One prior solution for dealing with background speech is to provide an on/off switch on the cord of a headset or on a handset. The on/off switch has been referred to as a “push-to-talk” button and the user is required to push the button prior to speaking. When the user pushes the button, it generates a button signal. The button signal indicates to the speech recognition system that the speaker of interest is speaking, or is about to speak. However, some usability studies have shown that this type of system is not satisfactory or desired by users. Thus, incorporating this type of feature in a mobile device may produce unsatisfactory results.
In addition, there has been work done in attempting to separate background speakers picked up by microphones from the speaker of interest (or foreground speaker). This has worked reasonably well in clean office environments, but has proven insufficient in highly noisy environments.
In yet another prior technique, a signal from a standard microphone has been combined with a signal from a throat microphone. The throat microphone registers laryngeal behavior indirectly by measuring the change in electrical impedance across the throat during speaking. The signal generated by the throat microphone was combined with the conventional microphone and models were generated that modeled the spectral content of the combined signals.

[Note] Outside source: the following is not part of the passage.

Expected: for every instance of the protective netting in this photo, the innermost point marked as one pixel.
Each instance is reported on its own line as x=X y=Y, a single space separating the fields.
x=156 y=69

An algorithm was used to map the noisy, combined standard and throat microphone signal features to a clean standard microphone feature. This was estimated using probabilistic optimum filtering. However, while the throat microphone is quite immune to background noise, the spectral content of the throat microphone signal is quite limited. Therefore, using it to map to a clean estimated feature vector was not highly accurate. This technique is described in greater detail in Frankco et al., COMBINING HETEROGENEOUS SENSORS WITH STANDARD MICROPHONES FOR NOISY ROBUST RECOGNITION, Presentation at the DARPA ROAR Workshop, Orlando, Fla. (2001). In addition, wearing a throat microphone is an added inconvenience to the user.